NSメディカル・ヘルスケアサービス

運動のポイント

運動は諸刃の剣です。うまく行えば効果がでますし、間違った方法ですと害につながります。運動を行うには、運動の強度、頻度、時間、種類が重要なポイントです。
まず、運動強度ですが、高血圧の運動療法は「ニコニコペース」の運動が適しています。ニコニコペースの運動とは、心拍数や血圧が危険なほど上昇せず、疲労物質である乳酸が殆ど蓄積しない運動強度のことで、専門的には最大酸素摂取量(VO2max)の50%に相当する運動強度です。運動強度は心拍数(脈拍数)で推定する事ができ、ニコニコペースは以下の式で推定する事ができます。

ニコニコペースの計算式=「138−年齢/2」(拍/分)

例えば50歳の人であれば「138−50/2=113拍/分」になるような運動の強さです。
次に、運動時間ですが1回あたりの時間と週あたりの運動時間がポイントです。1回あたり20分以上、週あたり180分以上運動すると、その効果はかなり期待できます。さらには運動の継続で生活習慣病に罹る危険性が少なくなることも解っています。

<健康づくりのための年齢別運動強度(心拍数)早見表>
年齢階級 20代 30代 40代 50代 60代
1週間の合計時間 180分 170分 160分 150分 140分
目標心拍数(拍/分) 130 125 120 115 110

注:目標心拍数は、安静時心拍数が概ね70(拍/分)程度の平均的な人の50%に相当する運動強度です。

運動の頻度については、週あたり3回以上行うことが勧められています。1回の運動時間が短くても回数を多くすることで運動量が確保できます。できれば毎日行うことが望ましいでしょう。
運動の種類は有酸素運動が適しています。有酸素運動とは酸素を十分とりいれながら行う運動のことで、ウォーキングやジョギング、スイミング、サイクリングなど長時間にわたって行える運動が適しています。



高血圧には運動による効果がかなり期待できます。それには、正しく運動を行うことが重要なのですが、降圧効果には個人差があります。運動してもなかなか正常にならない人もいます。しかし、正常血圧であって運動してない人と、高血圧であって運動している人との寿命を比較しますと、たとえ高血圧でも運動している人の方が長生きだと言う報告があります。
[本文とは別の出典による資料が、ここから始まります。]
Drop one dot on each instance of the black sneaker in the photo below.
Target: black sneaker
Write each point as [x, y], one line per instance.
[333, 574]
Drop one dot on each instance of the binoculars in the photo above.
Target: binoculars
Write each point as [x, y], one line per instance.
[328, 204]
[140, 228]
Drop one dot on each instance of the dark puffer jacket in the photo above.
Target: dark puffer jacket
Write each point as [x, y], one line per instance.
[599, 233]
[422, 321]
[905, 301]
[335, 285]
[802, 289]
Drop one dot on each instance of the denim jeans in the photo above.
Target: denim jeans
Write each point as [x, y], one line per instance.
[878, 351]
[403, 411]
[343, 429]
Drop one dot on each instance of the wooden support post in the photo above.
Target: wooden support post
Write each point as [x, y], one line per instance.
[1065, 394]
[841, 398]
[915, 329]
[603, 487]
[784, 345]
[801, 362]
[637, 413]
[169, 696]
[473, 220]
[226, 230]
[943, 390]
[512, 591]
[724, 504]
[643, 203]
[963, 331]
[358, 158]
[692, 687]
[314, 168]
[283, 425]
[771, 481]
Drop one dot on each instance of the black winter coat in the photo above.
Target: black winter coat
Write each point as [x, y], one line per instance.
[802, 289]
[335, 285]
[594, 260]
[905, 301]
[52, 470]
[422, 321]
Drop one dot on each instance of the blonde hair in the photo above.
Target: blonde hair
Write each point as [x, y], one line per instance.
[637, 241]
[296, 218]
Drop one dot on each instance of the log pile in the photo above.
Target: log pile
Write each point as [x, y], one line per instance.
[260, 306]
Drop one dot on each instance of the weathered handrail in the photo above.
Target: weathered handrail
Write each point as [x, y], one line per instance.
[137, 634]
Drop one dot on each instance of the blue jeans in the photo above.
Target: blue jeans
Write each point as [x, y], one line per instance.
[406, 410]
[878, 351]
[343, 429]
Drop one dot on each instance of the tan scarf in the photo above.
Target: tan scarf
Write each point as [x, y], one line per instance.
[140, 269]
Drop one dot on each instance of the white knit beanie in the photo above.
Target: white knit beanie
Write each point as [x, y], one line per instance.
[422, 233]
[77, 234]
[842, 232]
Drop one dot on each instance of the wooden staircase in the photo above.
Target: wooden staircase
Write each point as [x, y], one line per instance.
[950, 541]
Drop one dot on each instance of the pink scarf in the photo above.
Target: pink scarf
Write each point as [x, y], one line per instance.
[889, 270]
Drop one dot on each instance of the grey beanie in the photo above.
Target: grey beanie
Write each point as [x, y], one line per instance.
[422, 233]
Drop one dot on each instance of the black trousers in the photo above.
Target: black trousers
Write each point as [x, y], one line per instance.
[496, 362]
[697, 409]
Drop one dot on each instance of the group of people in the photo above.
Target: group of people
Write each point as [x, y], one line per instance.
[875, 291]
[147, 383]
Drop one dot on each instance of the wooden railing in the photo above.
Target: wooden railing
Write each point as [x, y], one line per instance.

さらには、運動を良くやっているとガンにさえも罹りにくいことも解っています。また、運動は身体的な効果ばかりでなくQOL(生活の質)も高めてくれます。心身共に充実した生活を送るためにも、「ニコニコペース」の運動で健康づくりを行ってみてはいかがでしょうか


体力と血圧の関係

最大酸素摂取量(心肺持久力)が高い人ほど生活習慣病に罹りにくいと言われています。図は最大酸素摂取量と血圧との関係を示していますが、最大酸素摂取量が低い人ほど高血圧になる危険度が高いことを表しています。
現時点で血圧が正常範囲内であっても、数年後に高血圧になる可能性は十分考えられます。例えば、体力と5年後の高血圧の発症率を調査した報告では、最大酸素摂取量が少ない人ほど5年後に高血圧になりやすかったとしています。血圧が高い人ほど心臓疾患や脳血管疾患にかかりやすいという報告などと併せて考えると、高血圧になってから運動を開始するのでなく、生活習慣病等にかからなくするためには、日頃から運度を行い、体力を高めておくことが必要だということがポイントのようです。

<運動と血圧の関係>

※運動の継続で血圧は下がるが、運動を中止すると元に戻る


運動を中止すると元に戻る

運動で血圧は低下しますが、それでは、運動を中止したら血圧はどうなるでしょうか?
上の図は、ニコニコペースの運動を行った結果、3ヶ月で血圧が下がりその後9ヶ月後に運動を中止したところ、元の状態に戻ってしまった事を表しています。運動の中止は、血圧のみならず、体力や血液成分などにも影響を与えます。ですから、運動も継続することが大切なのです。


運動と骨動態

運動が骨動態に及ぼす影響は、対象の年齢、性、運動の種類、強度、頻度、期間などに左右されます。通常、加齢による骨量減少は年間1%で、閉経後は年間2〜3%と言われています。しかし、ベッドなどに寝たきりになり全く動かない状態になりますと、骨量はわずか1週間で1%も減少すると言われています。
骨量の減少は運動量の減少で顕著に現れますが、骨形成はすぐにできません。個人差もありますが、例えば3カ月間のトレーニングでも骨量の増加がなかったとする報告もあります。